Russia hits 9 Canadian officials with sanctions

Business
Vladimir Putin

People work in the press center as they listen to Russian President Vladimir Putin speaking, at the St. Petersburg International Economic Forum in St. Petersburg, Russia, Friday, June 4, 2021. (AP Photo/Dmitri Lovetsky)

MOSCOW (AP) — Russia on Monday targeted nine Canadian officials with sanctions in retaliation to Canada’s restrictions against Russian officials accused of involvement in the imprisonment of Russian opposition leader Alexei Navalny.

The Russian Foreign Ministry said that the Canadian officials indefinitely barred from entering Russia include David Lametti, Canada’s justice minister and attorney general, Brenda Lucki, the Canadian police commissioner and Anne Kelly, the commissioner of the country’s Correctional Service.

The Russian sanctions also targeted Dominic LeBlanc, minister for intergovernmental affairs, Marci Surkes, the policy director for Canadian Prime Minister Justin Trudeau and Jody Thomas, deputy minister of the national defense department. Also hit with Russian sanctions were Lt. Gen. Mike Rouleau of the Canadian armed forces and Rear Adm. Scott Bishop, the head of the military intelligence command, and Brian Brennan. a deputy police commissioner.
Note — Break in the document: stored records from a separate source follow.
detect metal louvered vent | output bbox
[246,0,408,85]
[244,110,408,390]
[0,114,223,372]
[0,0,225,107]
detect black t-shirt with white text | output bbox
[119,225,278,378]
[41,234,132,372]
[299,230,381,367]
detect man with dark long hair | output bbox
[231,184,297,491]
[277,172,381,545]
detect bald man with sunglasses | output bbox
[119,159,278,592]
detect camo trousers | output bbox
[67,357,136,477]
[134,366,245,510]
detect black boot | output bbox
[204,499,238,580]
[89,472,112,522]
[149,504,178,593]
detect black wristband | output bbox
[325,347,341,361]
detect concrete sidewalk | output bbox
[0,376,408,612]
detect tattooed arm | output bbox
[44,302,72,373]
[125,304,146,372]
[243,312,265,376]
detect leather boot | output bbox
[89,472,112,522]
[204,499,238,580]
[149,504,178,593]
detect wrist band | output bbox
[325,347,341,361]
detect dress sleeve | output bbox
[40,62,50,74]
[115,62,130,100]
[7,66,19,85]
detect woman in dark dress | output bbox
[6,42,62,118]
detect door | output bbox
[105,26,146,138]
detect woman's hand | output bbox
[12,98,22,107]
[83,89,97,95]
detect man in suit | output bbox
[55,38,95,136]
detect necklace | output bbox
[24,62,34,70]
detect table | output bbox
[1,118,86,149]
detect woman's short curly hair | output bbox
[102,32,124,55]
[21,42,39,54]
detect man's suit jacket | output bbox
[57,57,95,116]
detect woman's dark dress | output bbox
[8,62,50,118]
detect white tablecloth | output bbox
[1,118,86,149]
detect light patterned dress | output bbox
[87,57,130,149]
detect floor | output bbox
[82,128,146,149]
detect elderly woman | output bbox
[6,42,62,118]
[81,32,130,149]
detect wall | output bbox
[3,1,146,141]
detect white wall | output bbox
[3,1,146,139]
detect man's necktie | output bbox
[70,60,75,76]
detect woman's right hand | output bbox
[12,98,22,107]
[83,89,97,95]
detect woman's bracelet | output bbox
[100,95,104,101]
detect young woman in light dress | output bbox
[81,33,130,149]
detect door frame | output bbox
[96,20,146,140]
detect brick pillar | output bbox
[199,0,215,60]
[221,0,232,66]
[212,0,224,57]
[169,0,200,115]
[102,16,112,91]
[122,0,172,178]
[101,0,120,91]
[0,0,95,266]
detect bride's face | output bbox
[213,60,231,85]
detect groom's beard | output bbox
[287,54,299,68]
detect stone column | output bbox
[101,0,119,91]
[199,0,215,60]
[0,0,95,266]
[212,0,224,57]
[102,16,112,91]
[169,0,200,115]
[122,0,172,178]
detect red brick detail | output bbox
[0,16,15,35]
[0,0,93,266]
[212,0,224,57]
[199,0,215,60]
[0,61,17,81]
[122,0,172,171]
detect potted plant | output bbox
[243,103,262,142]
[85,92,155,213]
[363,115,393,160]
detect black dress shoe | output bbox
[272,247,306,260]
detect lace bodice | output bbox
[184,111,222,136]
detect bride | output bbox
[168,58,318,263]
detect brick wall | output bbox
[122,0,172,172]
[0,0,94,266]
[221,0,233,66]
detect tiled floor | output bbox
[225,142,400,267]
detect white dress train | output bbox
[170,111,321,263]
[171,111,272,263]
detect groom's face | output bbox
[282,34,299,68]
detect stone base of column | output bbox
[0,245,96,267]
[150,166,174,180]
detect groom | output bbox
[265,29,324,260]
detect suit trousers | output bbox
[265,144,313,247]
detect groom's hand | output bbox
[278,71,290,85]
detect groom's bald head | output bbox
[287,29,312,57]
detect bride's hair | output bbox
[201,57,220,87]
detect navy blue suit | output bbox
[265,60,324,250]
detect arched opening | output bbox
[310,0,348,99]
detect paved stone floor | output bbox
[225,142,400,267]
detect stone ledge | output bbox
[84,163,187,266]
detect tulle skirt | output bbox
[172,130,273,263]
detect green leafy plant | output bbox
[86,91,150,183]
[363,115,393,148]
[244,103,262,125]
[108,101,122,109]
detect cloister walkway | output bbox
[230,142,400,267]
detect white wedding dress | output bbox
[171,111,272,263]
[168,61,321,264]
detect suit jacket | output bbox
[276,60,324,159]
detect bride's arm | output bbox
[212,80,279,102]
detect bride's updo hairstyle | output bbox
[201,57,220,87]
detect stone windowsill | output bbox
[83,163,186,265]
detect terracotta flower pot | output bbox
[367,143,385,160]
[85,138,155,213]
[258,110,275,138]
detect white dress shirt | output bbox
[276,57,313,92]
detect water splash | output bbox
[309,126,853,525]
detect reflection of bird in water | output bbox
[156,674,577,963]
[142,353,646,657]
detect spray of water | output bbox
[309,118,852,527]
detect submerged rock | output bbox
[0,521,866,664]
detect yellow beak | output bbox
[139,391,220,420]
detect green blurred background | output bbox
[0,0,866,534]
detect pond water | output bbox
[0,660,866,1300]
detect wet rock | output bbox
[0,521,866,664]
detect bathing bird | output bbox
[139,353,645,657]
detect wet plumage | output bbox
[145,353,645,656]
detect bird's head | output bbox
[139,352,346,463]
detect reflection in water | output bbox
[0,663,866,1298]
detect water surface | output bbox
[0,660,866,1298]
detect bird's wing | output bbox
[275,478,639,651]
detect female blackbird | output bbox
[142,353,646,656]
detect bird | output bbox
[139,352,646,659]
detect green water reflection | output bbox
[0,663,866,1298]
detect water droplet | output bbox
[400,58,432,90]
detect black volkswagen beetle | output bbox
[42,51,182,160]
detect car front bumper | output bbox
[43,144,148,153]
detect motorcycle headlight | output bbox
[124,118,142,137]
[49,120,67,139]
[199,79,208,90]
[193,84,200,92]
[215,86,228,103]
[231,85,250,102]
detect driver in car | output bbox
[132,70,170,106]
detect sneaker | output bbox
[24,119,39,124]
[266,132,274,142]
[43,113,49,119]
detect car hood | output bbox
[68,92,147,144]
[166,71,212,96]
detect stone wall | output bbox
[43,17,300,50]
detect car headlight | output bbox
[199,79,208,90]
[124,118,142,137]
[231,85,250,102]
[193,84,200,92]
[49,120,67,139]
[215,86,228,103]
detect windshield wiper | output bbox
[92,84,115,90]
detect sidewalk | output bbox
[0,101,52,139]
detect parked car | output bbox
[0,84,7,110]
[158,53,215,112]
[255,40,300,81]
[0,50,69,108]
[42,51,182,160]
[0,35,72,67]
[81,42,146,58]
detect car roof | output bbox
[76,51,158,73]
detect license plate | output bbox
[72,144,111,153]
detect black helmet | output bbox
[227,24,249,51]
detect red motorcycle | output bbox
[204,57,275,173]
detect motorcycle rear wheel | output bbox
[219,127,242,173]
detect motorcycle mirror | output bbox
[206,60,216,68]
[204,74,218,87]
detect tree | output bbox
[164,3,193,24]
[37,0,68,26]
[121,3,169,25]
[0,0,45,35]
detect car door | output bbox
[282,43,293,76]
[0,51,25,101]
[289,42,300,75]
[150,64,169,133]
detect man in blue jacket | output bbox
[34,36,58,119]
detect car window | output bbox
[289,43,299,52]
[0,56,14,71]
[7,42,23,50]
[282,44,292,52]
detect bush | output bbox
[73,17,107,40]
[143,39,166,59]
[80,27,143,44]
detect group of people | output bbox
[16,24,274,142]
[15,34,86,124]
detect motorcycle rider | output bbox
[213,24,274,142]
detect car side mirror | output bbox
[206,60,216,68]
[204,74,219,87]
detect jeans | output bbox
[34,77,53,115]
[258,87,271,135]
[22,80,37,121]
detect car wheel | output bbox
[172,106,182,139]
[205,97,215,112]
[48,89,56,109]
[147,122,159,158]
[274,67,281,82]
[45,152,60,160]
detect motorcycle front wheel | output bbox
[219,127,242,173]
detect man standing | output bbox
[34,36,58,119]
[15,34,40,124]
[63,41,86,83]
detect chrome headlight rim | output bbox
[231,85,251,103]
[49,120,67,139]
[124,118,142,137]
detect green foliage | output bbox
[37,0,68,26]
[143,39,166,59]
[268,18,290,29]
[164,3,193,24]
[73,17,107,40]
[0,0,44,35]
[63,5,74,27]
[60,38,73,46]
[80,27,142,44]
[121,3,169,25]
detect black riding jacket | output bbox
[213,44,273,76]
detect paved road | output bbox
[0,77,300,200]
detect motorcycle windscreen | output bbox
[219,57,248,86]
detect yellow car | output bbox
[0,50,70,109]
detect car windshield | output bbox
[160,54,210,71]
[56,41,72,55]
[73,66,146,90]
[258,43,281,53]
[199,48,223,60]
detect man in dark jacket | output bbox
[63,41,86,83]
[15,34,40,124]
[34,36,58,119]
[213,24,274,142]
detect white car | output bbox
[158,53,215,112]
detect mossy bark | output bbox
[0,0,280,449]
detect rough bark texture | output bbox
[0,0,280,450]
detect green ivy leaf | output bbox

The Russian travel ban on Canadian officials follows similar sanctions previously imposed by Moscow against U.S. and European officials in response to their restrictions against Russian officials.

Navalny, the most determined political foe of Russian President Vladimir Putin, was arrested in January upon his return from Germany where he spent five months recovering from a nerve agent poisoning that he blames on the Kremlin — accusations that Russian officials reject. European labs have confirmed that Navalny was poisoned.

In February, Navalny was handed a 2 1/2-year prison term on charges of violating the terms of a suspended sentence while he was in Germany. The sentence stemmed from a 2014 embezzlement conviction that Navalny has condemned as politically motivated.

Russia has rejected the U.S. and the EU criticism of Navalny’s imprisonment and of Russia’s crackdown on protests demanding his release as meddling in its internal affairs.

The tensions over Navalny further exacerbated Russia’s relations with the West, which sank to post-Cold War lows over Russia’s 2014 annexation of Ukraine’s Crimean Peninsula, the accusations of Moscow’s interference in elections and hacking attacks.

Russian Foreign Ministry spokeswoman Maria Zakharova said in a statement that Moscow remains open for “the development of our ties on the basis of mutual respect and with the emphasis on cooperation in areas such as the Arctic issues, relations between regions and business ties where our interests objectively converge.”